The new edifice was opened in 1865. The façade of the palace is decorated by the Hungarian Coat of Arms and the likenesses of outstanding figures in Hungarian history. The pillar statues were sculpted by Károly Alexy. The frescos inside the building were painted by Károly Lotz and Mór Than. After the Austro-Hungarian Compromise of 1867, the city leased the Vigadó, which then hosted a variety of programmes, including city council meetings.
For two or three decades following its opening, the Vigadó had a busy schedule of balls. The building of the Vigadó was seriously damaged in World War II, and its future was called into doubt. In 1968, construction work started with several of its parts demolished for complete transformation. To improve acoustics, prism lamps in plaster casing were affixed to the ceiling, lowering the room by five meters.

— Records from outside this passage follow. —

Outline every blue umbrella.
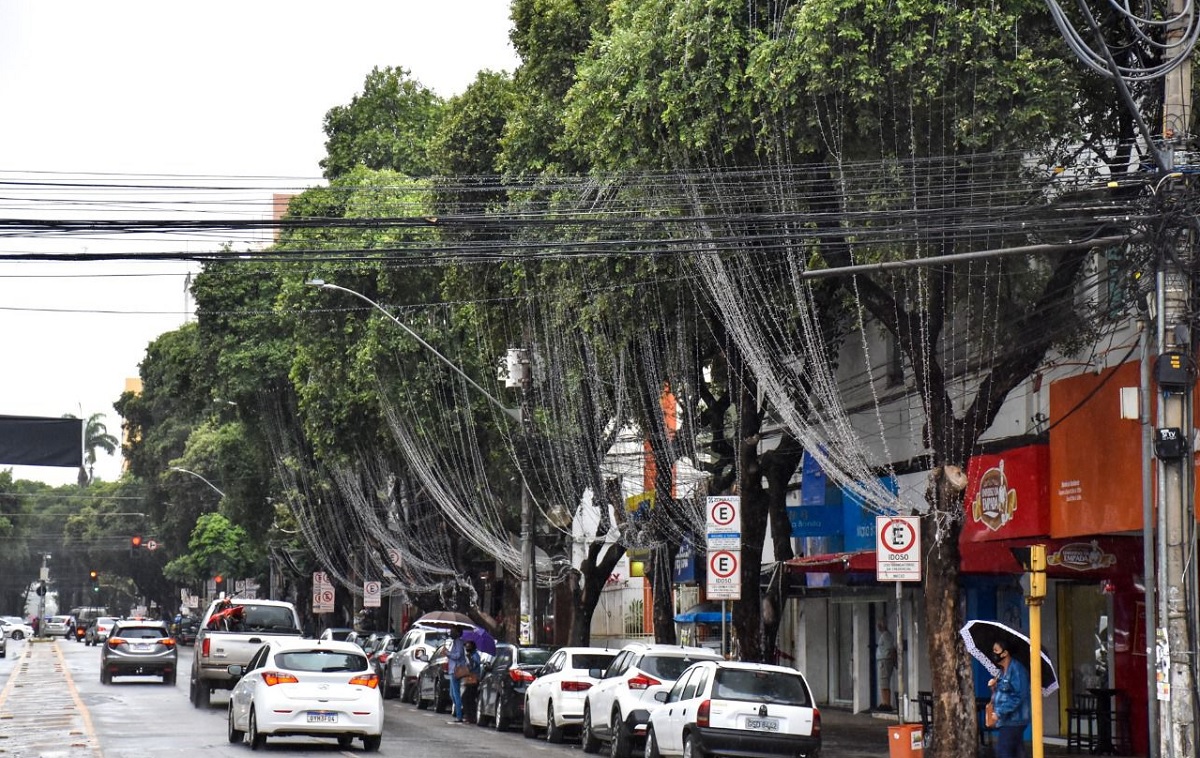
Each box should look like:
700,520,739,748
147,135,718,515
462,626,496,655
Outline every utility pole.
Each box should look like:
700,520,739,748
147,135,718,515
1156,2,1196,752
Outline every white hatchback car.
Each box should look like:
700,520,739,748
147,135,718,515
523,647,618,743
644,661,821,758
583,643,724,757
227,638,384,752
1,617,34,640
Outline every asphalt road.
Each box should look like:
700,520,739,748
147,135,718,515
0,636,903,758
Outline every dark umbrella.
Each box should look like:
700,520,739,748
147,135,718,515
415,610,474,629
462,626,497,655
960,619,1059,696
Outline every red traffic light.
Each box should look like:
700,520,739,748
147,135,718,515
131,535,143,548
214,575,224,585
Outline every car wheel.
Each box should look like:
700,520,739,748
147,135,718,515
476,694,489,727
611,710,632,758
11,631,22,641
382,671,395,700
227,702,244,743
362,734,382,752
645,727,660,758
546,702,565,744
197,683,211,708
582,706,601,753
248,708,266,750
523,699,537,738
337,736,353,748
416,681,430,710
683,733,705,758
163,671,176,686
495,696,511,731
100,668,111,685
399,675,412,703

The rebuilt Vigadó was opened to the public on 15 March 1980. Retaining only vestiges of its former splendour, the Vigadó was closed in 2004. In accordance with the Fundamental Law put into force in 2011, the Hungarian Academy of Arts became an independent public-law association. Two years later it acquired ownership of the Műcsarnok (Kunsthalle) and the Vigadó building, which was approaching the end of reconstruction.
The formal opening ceremony of the renovated Pesti Vigadó took place on 14 March 2014. In today's Vigadó, the main auditorium shines almost in its original beauty. The main staircase, the lobby and the music room have been fully restored to their former grandeur. This jewel of the Danube bank was also provided with new spaces: a lecture and exhibition hall.